Southerners like to use old-fashioned or stone-ground grits, but for an everyday breakfast, it’s faster to use quick grits (never instant), which are ready in just a few minutes, whereas stone-ground or old-fashioned grits take up to an hour to cook. Save the stone-ground or old-fashioned grits for a leisurely weekend meal, as they are “the real thing” and much better tasting than the quick-cooking version.
3 cups whole milk
3 cups water
6 tablespoons unsalted butter
3 tablespoons sugar
1 1/2 teaspoons kosher salt
1 1/2 cups quick grits (not instant)
Gather the ingredients.
Bring the whole milk, water, butter, sugar, and salt to a boil over medium-high heat in a heavy saucepan.
Slowly add the grits, stirring constantly until smooth.
Turn the heat down to medium-low, cover the pan, and cook for about 6 minutes or until smooth, stirring several times.

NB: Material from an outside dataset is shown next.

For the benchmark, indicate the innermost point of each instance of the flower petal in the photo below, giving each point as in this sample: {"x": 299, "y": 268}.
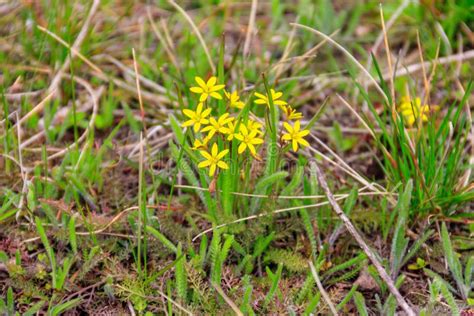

Serve with your desired garnishes and accompaniments.
Toppings for Grits
Whether you like a sweet start to the day or something more hearty tasting, these grits can be topped with a wide range of ingredients.
- Sweet: Butter, cinnamon, raisins, syrup, brown sugar, peanut butter, jam, or berries.
- Savory: Cheese, fried eggs, bacon (cooked and chopped), caramelized onion, roasted red peppers, tomatoes, scallions, or herbs.
If you make more grits than you need for breakfast, transfer the extra to a lightly oiled loaf pan. When set, slice the grits and pan-fry the slices in a bit of butter until golden brown. They are wonderful alone like this or served with a sauce. You can actually use these leftover grit slices the same way you would use polenta.
What’s the difference between quick and instant grits?
Although the names sound similar, these two types of grits are very different from each other. Quick grits are actually regular grits that have been ground fine, so they cook faster. Instant grits, on the other hand, are precooked and dehydrated and are prepared by just adding boiling water.